Escape

A seaside mini-break, an idyllic escape, a mountain getaway, a rural retreat. What is it I need to break, getaway, retreat or escape from?

There’s this endless whirring routine: coffee, writing, kisses, school run, run run, work work work, cook clean, bath, book, bed… And then I get up and do it all over again, and what changes? There’s warmer or cooler weather. The flowers I run past push up, then wilt; snowdrops, crocuses, daffodils, blue bells, dandelions, cow parsley, roses, and finally, at last, the blackberries are ripe and the wasps are buzzing lazily, then the leaves shock to gold and drop to become brown mulch, then there’s frost on the cobblestones, and cracks stretching across icy puddles.

Habits are comforting. They keep the wheels of the family machine well greased, whirring around smoothly. But habits can also feel stifling, like you’ve left yourself no wiggle room left to manoeuvre or misbehave. You’ve become a crabby old crab whose rigid shell is too tight to hold all the vitality inside, who needs to break and burst their skeleton in order to grow.

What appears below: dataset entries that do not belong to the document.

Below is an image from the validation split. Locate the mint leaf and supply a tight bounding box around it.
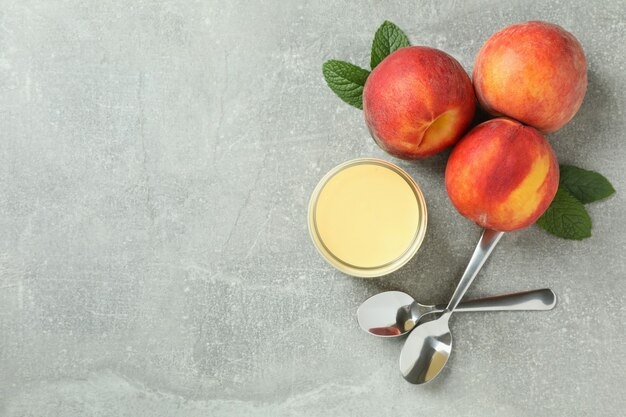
[537,187,591,240]
[559,165,615,204]
[370,20,411,69]
[322,60,370,110]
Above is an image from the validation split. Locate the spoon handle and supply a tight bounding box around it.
[433,288,556,313]
[446,229,504,313]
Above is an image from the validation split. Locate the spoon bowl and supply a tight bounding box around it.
[400,229,504,384]
[356,288,556,337]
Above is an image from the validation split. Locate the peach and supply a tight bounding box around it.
[472,22,587,133]
[446,118,559,232]
[363,46,476,159]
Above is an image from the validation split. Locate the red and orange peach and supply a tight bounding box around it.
[472,21,587,133]
[363,46,476,159]
[446,118,559,232]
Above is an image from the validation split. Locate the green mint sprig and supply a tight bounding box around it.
[537,165,615,240]
[370,20,411,69]
[322,60,370,110]
[322,20,411,110]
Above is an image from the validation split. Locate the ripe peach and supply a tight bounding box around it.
[472,21,587,133]
[363,46,476,159]
[446,118,559,232]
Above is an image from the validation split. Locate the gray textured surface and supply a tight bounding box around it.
[0,0,626,417]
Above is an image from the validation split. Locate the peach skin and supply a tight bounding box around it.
[446,118,559,232]
[472,21,587,133]
[363,46,476,159]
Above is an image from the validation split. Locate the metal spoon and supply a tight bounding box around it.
[400,229,504,384]
[356,288,556,337]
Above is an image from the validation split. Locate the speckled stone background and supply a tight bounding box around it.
[0,0,626,417]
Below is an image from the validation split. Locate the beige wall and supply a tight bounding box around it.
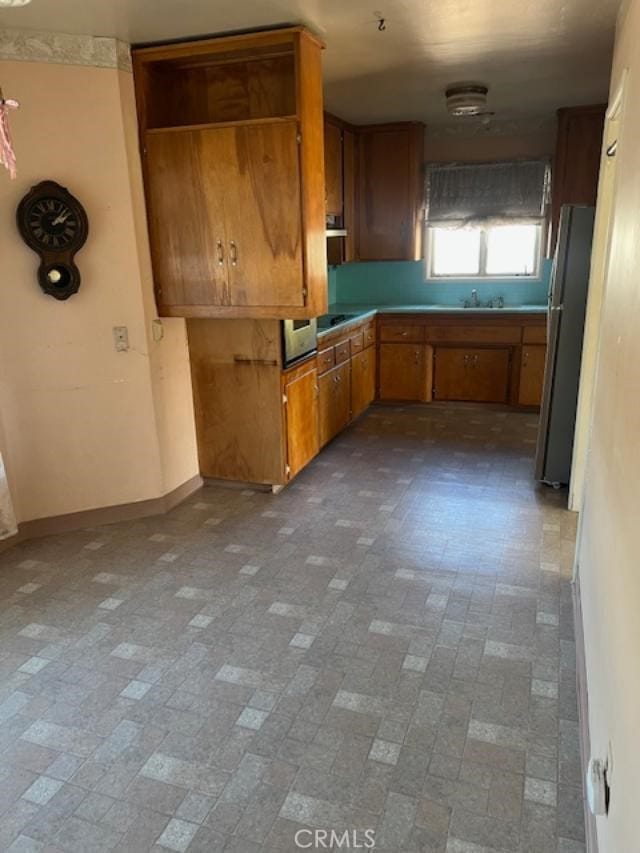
[578,0,640,853]
[0,62,197,521]
[425,123,556,163]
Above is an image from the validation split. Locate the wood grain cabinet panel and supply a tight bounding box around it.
[132,27,328,319]
[433,347,511,403]
[380,323,424,343]
[358,123,424,261]
[318,361,351,447]
[221,121,304,306]
[550,104,607,254]
[518,344,547,406]
[379,343,431,402]
[324,121,343,216]
[351,347,376,418]
[147,131,229,313]
[284,365,320,479]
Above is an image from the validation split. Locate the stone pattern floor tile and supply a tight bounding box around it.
[0,404,584,853]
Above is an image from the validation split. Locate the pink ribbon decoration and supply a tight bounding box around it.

When I’m somewhere else, I get to hold my breath, I get to pretend, I get to imagine. Or maybe it’s more like I actually get to breathe deeply, outside the constraints that I’ve constructed that keep life ticking on over smoothly.

It doesn’t matter where we go. When I’m not at home I can imagine myself into so many different sorts of lives. Who would I be if I lived in a little cottage on the northern Scottish shore? What would my life be like if I spent the winter in the mountains, snuggled into the vivid silence of snow.

I don’t know. I probably won’t ever know. When I get back home I always feel how good it is to be Edinburgh Emily, but when I’m out roaming around the un-familiar it’s a ticklish joy to let my imagination wonder.